Дети полуночи - стр. 31
Возможно, именно вынужденная необходимость обнажать лицо, вкупе с непрекращающимися требованиями Азиза, чтобы супруга двигалась под ним, привели ее на баррикады, и домашние правила, установленные ею, представляли собой столь непроницаемую систему самообороны, что Азиз после многочисленных бесплодных попыток более-менее махнул рукой, отказавшись штурмовать многие из ее равелинов и бастионов, и позволил большой, раздувшейся паучихе царить в избранных ею областях. (Возможно, то была вовсе и не система самозащиты, но средство защититься от себя самой).
Среди предметов, которым вход был закрыт, находились и любые разговоры о политике. Когда доктор Азиз желал поговорить о подобных вещах, он навещал свою подругу рани, а Достопочтенная Матушка дулась, правда, не слишком сильно – ведь она знала, что визиты эти означали ее победу.

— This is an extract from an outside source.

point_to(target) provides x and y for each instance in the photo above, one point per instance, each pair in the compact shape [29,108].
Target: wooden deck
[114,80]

Два сердца имело ее королевство: кухню и кладовку. В первую я никогда не входил, но помню, как заглядывал в щелку меж запертых на замок раздвижных дверей кладовки, за которыми простирался загадочный мир – подвешенные проволочные корзины, прикрытые от мух полотенцами, знакомые мне банки с гуром[23] и другими сластями; закрытые лари с аккуратно прилаженными квадратными ярлычками, где хранились орехи, репа и мешки с зерном; гусиные яйца и деревянные щетки. Кладовка и кухня были ее неотчуждаемой территорией, и бабка яростно защищала их. Когда она носила последнего ребенка, мою тетку Эмералд, муж предложил избавить ее от тяжелой обязанности присматривать за кухаркой. Она ничего не сказала, но на следующий день, когда Азиз подошел к кухне, появилась оттуда с тяжелым чугунком в руках и загородила ему дорогу. Бабка была толстая, да еще и беременная, так что пройти не было никакой возможности. Адам Азиз нахмурился: «Что это, жена?» И моя бабка ответила: «Это, как-его, очень тяжелый горшок, и если я хоть раз увижу тебя здесь, как-его, то суну туда твою голову, добавлю чуточку дахи[24], и выйдет, как-его, корма»[25]. Не знаю, откуда привязался к бабке этот лейтмотив «как-его», но с годами он вторгался в ее речь все чаще и чаще. Мне хочется думать, что то был бессознательный вопль о помощи… вопрос, поставленный на полном серьезе. Достопочтенная Матушка хотела нам намекнуть, что, несмотря на свой внушительный вид и могучие формы, она плывет по миру без руля и ветрил. Она не знала, видите ли, как что называется.
…А за обеденным столом она царила единовластно, как прежде. На стол не ставили никакой еды, не раскладывали тарелок. Карри[26] и разная посуда располагались на низеньком столике под ее правой рукой; Азиз и дети ели то, что она подавала. Такова была сила обычая, что, даже когда супруг страдал запором, она не позволяла ему самому выбирать себе пищу и не прислушивалась ни к его пожеланиям, ни к чужим советам. Крепость неколебима, даже когда среди вассалов и происходят непредусмотренные волнения.